Timezone: »

 
Tutorial
Vision-Based Control, Control-Based Vision, and the Information Knot That Ties Them
Stefano Soatto

Mon Dec 06 03:30 PM -- 05:30 PM (PST) @ Regency D

The purpose of this tutorial is to explore the interplay between sensing and control, to highlight the "information knot" that ties them, and to design inference and learning algorithms to compute "representations" from data that are optimal, by design, for decision and control tasks. We will focus on visual sensing, but the analysis developed extends to other modalities.

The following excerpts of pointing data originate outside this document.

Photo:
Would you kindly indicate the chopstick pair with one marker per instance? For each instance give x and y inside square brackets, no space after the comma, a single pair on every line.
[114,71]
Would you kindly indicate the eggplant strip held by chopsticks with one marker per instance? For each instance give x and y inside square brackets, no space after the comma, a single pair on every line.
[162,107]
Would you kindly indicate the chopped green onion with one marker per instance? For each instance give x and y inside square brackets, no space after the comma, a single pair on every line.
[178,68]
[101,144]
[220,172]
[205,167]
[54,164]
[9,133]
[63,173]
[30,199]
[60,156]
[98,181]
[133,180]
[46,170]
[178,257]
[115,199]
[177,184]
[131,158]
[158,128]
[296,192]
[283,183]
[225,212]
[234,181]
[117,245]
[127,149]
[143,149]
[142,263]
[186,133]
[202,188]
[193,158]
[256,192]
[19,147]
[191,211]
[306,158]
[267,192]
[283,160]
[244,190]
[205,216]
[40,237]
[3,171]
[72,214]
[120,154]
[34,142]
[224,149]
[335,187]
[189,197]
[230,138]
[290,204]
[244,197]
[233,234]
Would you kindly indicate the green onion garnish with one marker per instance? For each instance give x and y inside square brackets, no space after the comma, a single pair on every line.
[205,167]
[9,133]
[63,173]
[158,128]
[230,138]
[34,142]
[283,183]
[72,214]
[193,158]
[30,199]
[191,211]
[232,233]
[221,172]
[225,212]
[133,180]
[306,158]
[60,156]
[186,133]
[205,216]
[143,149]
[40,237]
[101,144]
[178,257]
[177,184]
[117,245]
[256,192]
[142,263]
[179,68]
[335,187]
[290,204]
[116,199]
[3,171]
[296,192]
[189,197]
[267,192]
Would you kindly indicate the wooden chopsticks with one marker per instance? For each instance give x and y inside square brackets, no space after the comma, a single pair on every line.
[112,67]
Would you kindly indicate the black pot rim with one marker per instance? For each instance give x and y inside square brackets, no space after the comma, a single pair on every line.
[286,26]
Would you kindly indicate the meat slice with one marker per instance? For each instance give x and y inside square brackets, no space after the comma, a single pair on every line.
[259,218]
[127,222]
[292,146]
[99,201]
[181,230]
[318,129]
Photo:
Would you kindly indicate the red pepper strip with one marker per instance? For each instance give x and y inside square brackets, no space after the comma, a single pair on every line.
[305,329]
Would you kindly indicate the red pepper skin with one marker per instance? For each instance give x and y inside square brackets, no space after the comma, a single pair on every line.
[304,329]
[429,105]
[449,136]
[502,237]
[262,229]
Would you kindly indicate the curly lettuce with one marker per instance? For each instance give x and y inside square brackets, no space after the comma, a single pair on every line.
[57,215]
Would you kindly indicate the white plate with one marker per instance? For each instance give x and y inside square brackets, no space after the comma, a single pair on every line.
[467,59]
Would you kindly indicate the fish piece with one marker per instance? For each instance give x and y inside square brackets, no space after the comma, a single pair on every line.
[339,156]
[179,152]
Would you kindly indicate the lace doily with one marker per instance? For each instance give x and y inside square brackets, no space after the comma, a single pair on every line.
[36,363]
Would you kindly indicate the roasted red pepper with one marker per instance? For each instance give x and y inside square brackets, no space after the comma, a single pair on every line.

We will first review various notions of information proposed in different fields from economic theory to perception psychology, and adapt them to decision and control tasks, as opposed to transmission and storage of data. We will see that for complex sensing phenomena, such as vision, nuisance factors play an important role, especially those that are not "invertible" such as occlusions of line-of-sight and quantization-scale. Handling of the nuisances brings forward a notion of "representation," whose complexity measures the amount of "actionable information" contained in the data. We will discuss how to build representations that are optimal by design, in the sense of retaining all and only the statistics that matter to the task. For "invertible" nuisances, such representations can be made lossless (not in the classical sense of distortion, but in the sense of optimal performance in a decision or control task). In some cases, these representations are supported on a thin-set, which can help elucidate the "signal-to-symbol barrier" problem, and relate to a topology-based notion of "sparsity". However, non-invertible nuisances spoil the picture, requiring the introduction of a notion of "stability" of the representation with respect to non-invertible nuisances. This is not the classical notion of (bounded-input-bounded-output) stability from control theory, but instead relates to "structural stability" from catastrophe theory. The design of maximally stable statistics brings forward a notion of "proper sampling" of the data. However, this is not the traditional notion of proper sampling from Nyquist, but one related to persistent topology. Once an optimal representation is constructed, a bound on the risk or control functional can be derived, analog to distortion in communications. The "currency" that trades off this error (the equivalent of the bit-rate in communication) is not the amount of data, but instead the "control authority" over the sensing process. Thus, sensing and control are intimately tied: Actionable information drives the control process, and control of the sensing process is what allows computing a representation.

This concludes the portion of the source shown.